On January 10, 2025, OFAC issued a determination expanding the scope of U.S. sanctions targeting Russia’s energy sector. Under the new determination, made pursuant to section 1(a)(I) of Executive Order (“E.O.”) 14024 (April 2021), the U.S. government may now impose sanctions on any individual or entity it determines to be operating in the “energy sector of the Russian Federation.” In a new Frequently Asked Question (“FAQ”), FAQ 1213, OFAC indicated that it expects to issue regulations defining “energy sector” as:

the procurement, exploration, extraction, drilling, mining, harvesting, production, refinement, liquefaction, gasification, regasification, conversion, enrichment, fabrication, manufacturing, testing, financing, distribution, purchase or transport to, from, or involving the Russian Federation, of petroleum, including crude oil, lease condensates, unfinished oils, natural gas, liquefied natural gas, natural gas liquids, or petroleum products, or other products capable of producing energy, such as coal, wood, or agricultural products used to manufacture biofuels; the development, production, testing, generation, transmission, financing, or exchange of power, through any means, including nuclear, electrical, thermal, and renewable, to, from, or involving the Russian Federation; and any related activities, including the provision or receipt of goods, services, or technology to, from, or involving the energy sector of the Russian Federation economy.
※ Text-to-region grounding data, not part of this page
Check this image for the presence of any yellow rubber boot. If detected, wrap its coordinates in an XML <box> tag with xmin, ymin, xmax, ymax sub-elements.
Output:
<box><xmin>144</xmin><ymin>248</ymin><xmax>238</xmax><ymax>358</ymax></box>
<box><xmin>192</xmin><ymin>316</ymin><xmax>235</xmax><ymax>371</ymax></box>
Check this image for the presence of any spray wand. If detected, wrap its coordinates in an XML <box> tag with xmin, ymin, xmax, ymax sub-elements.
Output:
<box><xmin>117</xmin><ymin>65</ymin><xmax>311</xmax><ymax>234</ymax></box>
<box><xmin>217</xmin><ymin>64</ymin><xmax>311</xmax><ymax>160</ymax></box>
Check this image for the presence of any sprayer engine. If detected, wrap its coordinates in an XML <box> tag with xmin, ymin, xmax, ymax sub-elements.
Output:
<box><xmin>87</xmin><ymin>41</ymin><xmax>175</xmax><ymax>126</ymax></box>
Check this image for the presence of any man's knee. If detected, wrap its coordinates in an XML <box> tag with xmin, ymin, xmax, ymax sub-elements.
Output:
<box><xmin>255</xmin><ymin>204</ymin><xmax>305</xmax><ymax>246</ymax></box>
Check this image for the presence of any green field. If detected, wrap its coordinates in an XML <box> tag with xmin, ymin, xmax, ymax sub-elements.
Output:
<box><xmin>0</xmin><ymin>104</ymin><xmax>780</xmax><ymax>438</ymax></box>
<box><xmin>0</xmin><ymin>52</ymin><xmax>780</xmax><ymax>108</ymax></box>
Persons and entities operating in this “energy sector” are not automatically subject to blocking sanctions. Rather, this determination authorizes the Treasury Department or State Department to impose blocking sanctions on such entities.

2. New Prohibition on Petroleum Services:

Also on January 10, 2025, OFAC issued a separate determination pursuant to Section 1(a)(ii) of E.O. 1407. Under this determination, beginning at 12:01 a.m. eastern standard time on February 27, 2025, OFAC will prohibit the exportation, reexportation, sale, or supply, directly or indirectly, from the United States, or by a United States person wherever located, of “petroleum services” to any person located in the Russian Federation. In FAQ 1216, OFAC indicated that it expects to issue regulations defining “petroleum services” as:

services related to the exploration, drilling, well completion, production, refining, processing, storage, maintenance, transportation, purchase, acquisition, testing, inspection, transfer, sale, trade, distribution, or marketing of petroleum, including crude oil and petroleum products, as well as any activities that contribute to Russia’s ability to develop its domestic petroleum resources, or the maintenance or expansion of Russia’s domestic production and refining. This would include services related to natural gas as a byproduct of oil production in Russia.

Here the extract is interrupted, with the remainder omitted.